One hundred years ago in Chattanooga, local members of a profession that impacts countless facets of everyday life in the Scenic City chose to create a professional association, and the Chattanooga Engineers Club was born.
Planning of the group’s year-long celebration of its March 2024 centennial has been led by Dr. Greg Sedrick, former dean of the College of Engineering and Computer Science at the University of Tennessee at Chattanooga, where anniversary kickoff festivities were hosted on Monday, March 25.
At the UTC Challenger Center, club members, UTC engineering students and faculty, and local community members toured the hands-on laboratory and site of tribute and memorial to the crew of the NASA space shuttle Challenger, lost in a fatal explosion in 1986.
The UTC facility is one of 35 Challenger Centers worldwide that also work to ignite a passion for STEM (science, technology, engineering and mathematics) in the next generation of leaders and innovators. The Chattanooga Challenger Center was one of the first to open, and it celebrates 30 years of operation in 2024.
In honor of the Chattanooga Engineers Club centennial, the Challenger Center featured a special exhibit of local artifacts from the past 100 years of engineering and the engineering club in the Tennessee Valley. Participants also visited with guest host Mike Holman, a registered professional engineer and a fellow of the American Society for Engineering Management.
Holman’s career includes serving as a junior engineer in the U.S. Space Shuttle Program— and recently as senior manager for Northrop Grumman’s strategic NASA launch vehicle programs, including the Space Launch System for the Artemis 1 return mission to the moon. Holman is safety and mission assurance chief engineer for Northrop Grumman.
Following the Challenger Center visit, guests gathered in the Benwood Auditorium inside the UTC Engineering and Computer Science building to hear from TVA Senior Vice President for Power Operations Jacinda Woodward on engineering’s past and future in the Tennessee Valley.

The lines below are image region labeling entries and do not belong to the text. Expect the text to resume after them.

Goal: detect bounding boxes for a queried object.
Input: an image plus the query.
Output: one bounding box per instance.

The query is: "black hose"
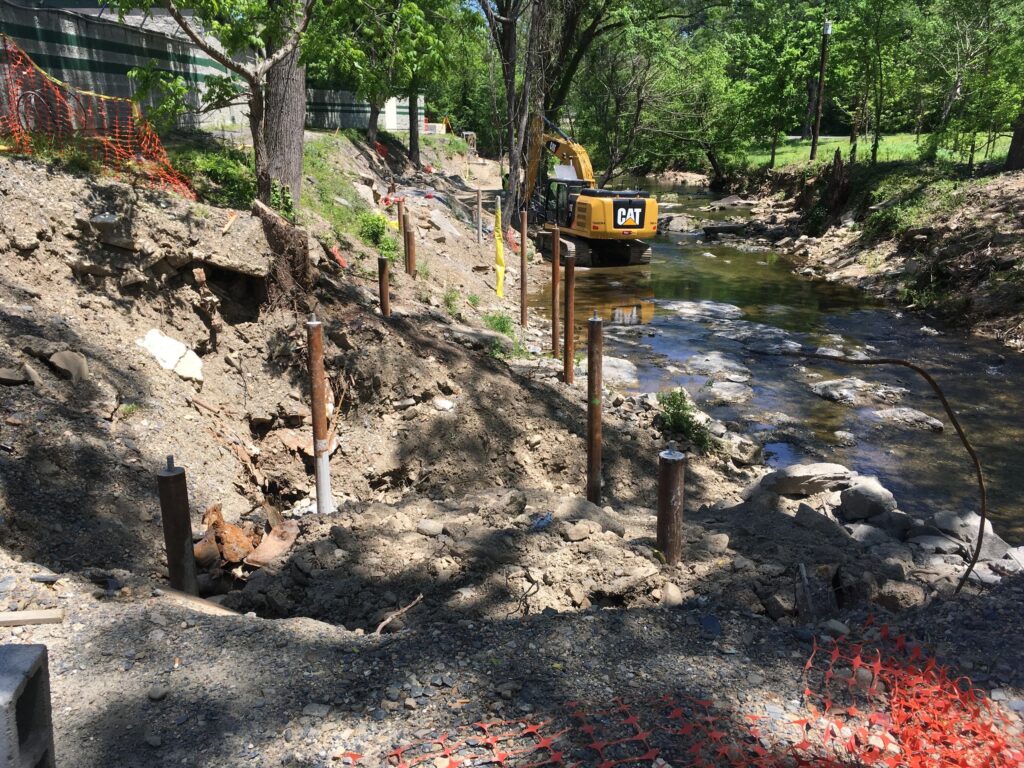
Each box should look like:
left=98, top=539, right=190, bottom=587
left=778, top=350, right=988, bottom=594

Among the highlights of “the first hundred years of engineering and entrepreneurial spirit” in Chattanooga and the Tennessee Valley, as noted in information prepared by the Chattanooga Engineers Club (CEC), are “the first Coca-Cola bottler, birthplace of medical remedies Allegra and Rolaids, the tow truck and many others.”
Chattanooga is “the first Gig city in the U.S. and is home of Moon Pies, Double Cola and Little Debbie Snack cakes. The next hundred years in the Tennessee Valley will include the nation’s first distribution of small modular nuclear reactors, the impact of Artificial Intelligence as well as virtual and augmented reality technologies.
“The contributions of the engineering and science community for these entrepreneurial efforts have earned Chattanooga’s title, ‘Dynamo of Dixie,’ for both the past and no doubt the future hundred years.”
Since 2020, CEC has distributed engineering scholarships and educational grants from a large bequest from the estate of Almeda and Earl Lee Frazier of Soddy Daisy, Tennessee. Almeda Frazier was CEC president in 1981 and an active member for decades. The Community Foundation of Greater Chattanooga administers the scholarship program in consultation with CEC leadership. The group also funds a $10,000 annual grant to the UC Foundation for distributing as scholarships to committed engineering students.